IL
DOVERE DI RICORDARE UN’ICONA DELLA CINEMATOGRAFIA ITALIANA
Un
dovere “disturbato” da altri protagonisti dall’orientamento tematico
tanto
audace quanto responsabile della svalorizzazione dell’essere umano
di Ernesto Bodini
Si sa, le ricorrenze vanno onorate,
specie se gli anniversari riguardano personaggi che hanno fatto storia o, che
comunque, hanno contribuito alla cultura e allo sviluppo di usi e costumi
coinvolgendo popoli d’ogni provenienza ed estrazione sociale. In questi giorni,
ad esempio, ricorre il 100° anniversario della nascita del famoso regista e
sceneggiatore italiano Federico Fellini (morto a Roma nel 1993), una ricorrenza
in grande stile tanto da meritare pagine su quasi tutti i giornali, come pure
incontri letterari e teatrali in diverse città italiane. E tanto è stato il suo
talento che le celebrazioni dureranno dodici mesi con mostre, convegni e
proiezioni un po’ ovunque. Ma se tanto onore va riconosciuto a questo “re della
cinepresa”, come la mettiamo con produttori, registi e attori protagonisti di
pellicole dalla trama violenta e fuorviante da ogni buon costume? La notevole
presenza di sale cinematografiche ed altrettanti canali televisivi ne ospitano
ogni giorno una gran quantità, tanto da favorire (sia pur indirettamente)

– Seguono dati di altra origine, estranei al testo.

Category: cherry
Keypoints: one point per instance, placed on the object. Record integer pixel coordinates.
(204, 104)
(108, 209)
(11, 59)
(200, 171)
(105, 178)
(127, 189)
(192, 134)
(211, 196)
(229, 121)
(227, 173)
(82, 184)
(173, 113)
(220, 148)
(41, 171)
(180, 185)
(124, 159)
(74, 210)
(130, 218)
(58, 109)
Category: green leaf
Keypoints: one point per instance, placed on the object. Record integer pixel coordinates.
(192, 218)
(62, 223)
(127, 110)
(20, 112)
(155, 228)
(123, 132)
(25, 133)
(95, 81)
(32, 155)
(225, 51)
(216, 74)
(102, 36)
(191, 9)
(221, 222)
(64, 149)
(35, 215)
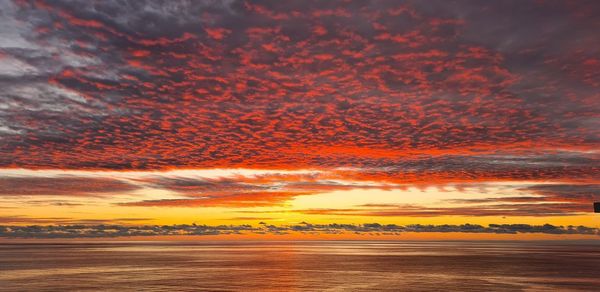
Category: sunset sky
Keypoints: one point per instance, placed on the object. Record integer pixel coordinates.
(240, 112)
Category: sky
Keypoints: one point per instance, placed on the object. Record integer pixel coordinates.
(287, 112)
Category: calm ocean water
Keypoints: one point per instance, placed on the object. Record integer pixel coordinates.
(301, 266)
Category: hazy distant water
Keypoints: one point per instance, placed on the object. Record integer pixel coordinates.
(300, 266)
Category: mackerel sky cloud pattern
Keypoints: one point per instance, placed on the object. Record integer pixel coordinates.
(366, 94)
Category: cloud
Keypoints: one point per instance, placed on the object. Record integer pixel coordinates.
(62, 186)
(114, 230)
(208, 84)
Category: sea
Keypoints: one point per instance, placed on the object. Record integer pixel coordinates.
(300, 266)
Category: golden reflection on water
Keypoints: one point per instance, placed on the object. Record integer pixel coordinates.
(300, 266)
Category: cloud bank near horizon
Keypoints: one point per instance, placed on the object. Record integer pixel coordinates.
(353, 95)
(376, 229)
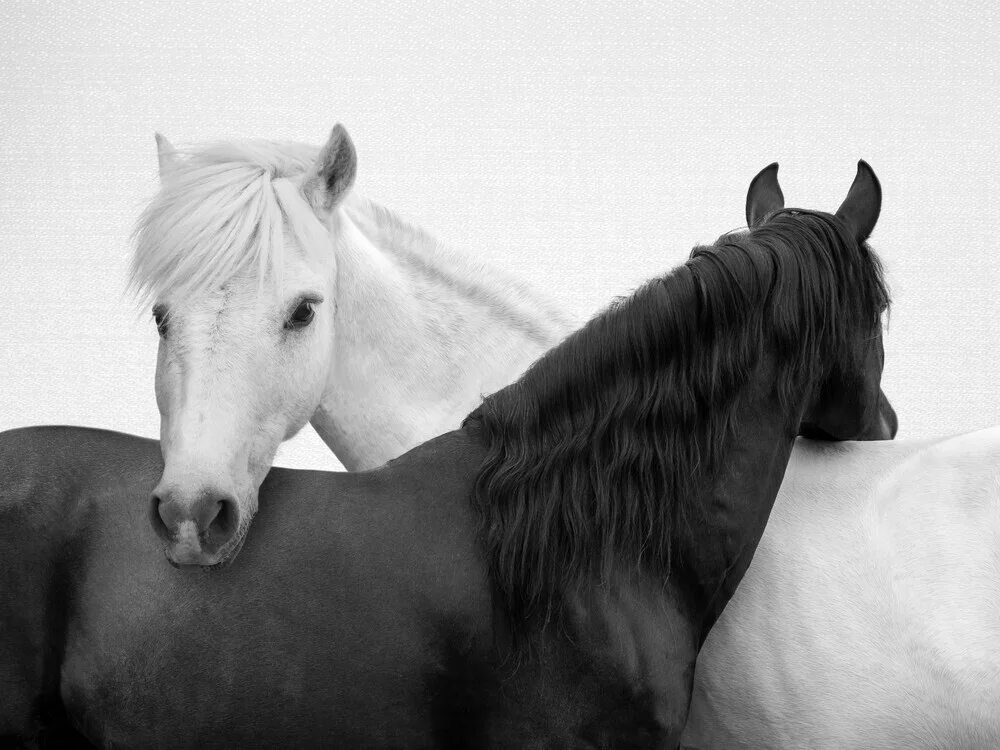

emulazioni d’ogni sorta ed altrettanti effetti mediatici soprattutto tra
soggetti giovani il cui ceto socio-culturale è prevalentemente assai modesto… Del
resto, sappiamo che l’emulazione non è solo un verbo ma una vogliosa tendenza a
salire sul podio che il destino non avrebbe predestinato loro e, in effetti, se
determinati produttori e registi non producessero pellicole “fuorvianti”
probabilmente la violenza e il malcostume si ridurrebbero ai minimi termini. Questo
mercato della visione truculenta denota una regressione in fatto di
considerazione e rispetto dell’essere umano e, a ben notare, non solo vi sono
protagonisti (oltre a quelli affermati) che fanno la coda per comparire davanti
a una cinepresa, ma considerevole è anche il pubblico spettatore amante di
quelle pellicole. Per contro, una parentesi va dedicata, però, a quei film la
cui trama è tratta da importanti opere letterarie e storiche; un indirizzo
dall’intento sia culturale che rievocativo per non disperdere il messaggio che
ci ha voluto tramandare chi ha vissuto determinate esperienze di vita, e con
esse quei valori utili per la crescita umana e civile delle future generazioni.
Tra questi sono da considerarsi sempre attuali film e/o documentari epici come,
ad esempio, i due conflitti mondiali; tappe storiche che oggi sono
rappresentate da ben pochi “testimoni” diretti e indiretti. In merito a queste
mie considerazioni che non vogliono strappare lacrime ad alcuno, ritengo che
ogni proposta filmica, teatrale e letteraria, debba attenersi ad un codice
etico e non profanare l’animo umano che,
in taluni casi, prima o poi seguiranno le orme di quei protagonisti dalla
discutibile moralità… Ora, un conto è proporre eventi storici attraverso
documentari e ricostruzioni verosimilmente fedeli agli stessi, un altro è
creare ex novo proposte tanto fantasiose quanto scabrose… mentre altre sono
tratte da spunti letterari di altrettanta discutibile trama.
Ma tornando a Fellini, come si può non ricordare alcune sue opere quali “Il
cammino della speranza” (1950), “Luci
del varietà” (1951), “Amore in città”
e “I vitelloni” (1953), “La dolce vita” (1960) e “Amarcord” (1973). Sono alcuni dei lavori
che il regista riminese ha saputo fondere l’amore per la vita con il gusto
della narrativa non priva di poesia e riflessioni come quelle in una intervista
rilasciata a L’Espresso… «se uno si mette
davanti a un quadro, può averne una
funzione completa ed interrotta. Se si mette davanti a un film no. Nel quadro
sta dentro tutto, non lo è lo spettatore che guarda, è il film che si fa
guardare dallo spettatore, secondo tempi e ritmi estranei imposti a chi lo
contempla. L’ideale sarebbe fare un film con una sola immagine, eternamente
fissa e continuamente ricca di movimento. In “Casanova” avrei voluto veramente
arrivarci molto vicino: un intero film fatto di quadri fissi». In buona
sostanza, a parte il contributo artistico e ricco di narrativa che ci ha
tramandato Fellini, io credo che l’individuo che produce una qualunque azione, diviene davvero soggetto
morale se si rende responsabile della sua condotta, sia essa conforme alle
regole e alle abitudini o difforme da esse.